Nick Hillman, the director of the Higher Education Policy Institute thinktank, said that he expected a change of policy.

“[Ministers] either need to come out and defend the system and explain why it’s fair, if that’s what they think, or they need to change it,” he said. “At the moment, they’re not doing either.” He warned that if there was a change, “it’s going to look like another U-turn”.

Hillman said that one of the Government’s challenges was that “the campaigners are attacking the student loan system from every direction”. “Some of them are attacking the interest, some of them are attacking the 9 per cent repayment rate, and some of them are attacking the repayment thresholds,” he said.

The problem, he said, is that it would be “unbelievably expensive” to address all three, and tinkering with one part of the system would make other aspects worse.

“If you raise the threshold, it helps people in their pockets now, but their debt will grow faster because they will be paying it down more slowly.

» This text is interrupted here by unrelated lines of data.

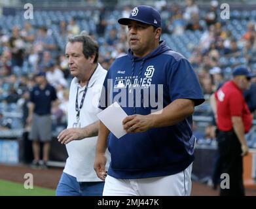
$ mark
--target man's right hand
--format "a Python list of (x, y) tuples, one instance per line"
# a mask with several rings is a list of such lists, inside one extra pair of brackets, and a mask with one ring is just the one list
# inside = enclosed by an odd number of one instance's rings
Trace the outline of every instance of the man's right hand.
[(105, 156), (105, 153), (96, 154), (94, 161), (94, 170), (98, 177), (103, 181), (105, 181), (107, 174), (107, 171), (105, 170), (106, 163), (107, 158)]
[(242, 156), (246, 156), (248, 154), (249, 148), (246, 144), (242, 145), (241, 149), (242, 149), (242, 153), (241, 153)]
[(67, 144), (74, 140), (81, 140), (86, 137), (84, 131), (82, 128), (64, 129), (58, 136), (58, 140), (62, 144)]

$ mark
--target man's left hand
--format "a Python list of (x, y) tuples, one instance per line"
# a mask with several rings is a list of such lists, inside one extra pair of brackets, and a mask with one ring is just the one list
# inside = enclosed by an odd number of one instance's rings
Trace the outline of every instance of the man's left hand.
[(122, 121), (124, 129), (126, 133), (145, 132), (153, 127), (153, 116), (132, 115)]

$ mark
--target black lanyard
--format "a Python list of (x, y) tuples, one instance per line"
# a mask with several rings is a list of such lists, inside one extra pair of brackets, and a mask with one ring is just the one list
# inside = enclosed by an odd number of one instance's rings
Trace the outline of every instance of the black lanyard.
[(82, 108), (82, 104), (84, 104), (84, 97), (85, 95), (86, 94), (87, 91), (87, 88), (85, 88), (84, 90), (84, 93), (82, 94), (82, 97), (81, 99), (81, 102), (80, 103), (79, 108), (78, 107), (78, 90), (79, 88), (77, 86), (77, 98), (75, 99), (75, 110), (77, 111), (77, 121), (79, 121), (79, 116), (80, 116), (80, 110)]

And some people are most worried about the debt,” Hillman said.

“One way to stop people’s debts growing faster than their repayments is to make them pay back more.

“In the end, I think they’ll probably have to move on the interest, because the interest is probably the most toxic bit of the system.”

‘Intergenerational unfairness’

John Blake, who was until December the director of fair access and participation at the university regulator, the Office for Students, said there was an issue of “intergenerational unfairness” with loans.

“There are people educated a single year apart who have got vastly different debt levels,” he said.

Blake – who is now director of The Post-18 Project and a professor at the University of Salford – said that while something should be done to help Plan 2 graduates, the “underlying fragility of the higher education system” merited “a much wider look” at the system’s “purposes, shape, structure, size and funding”.

The Treasury was contacted for comment.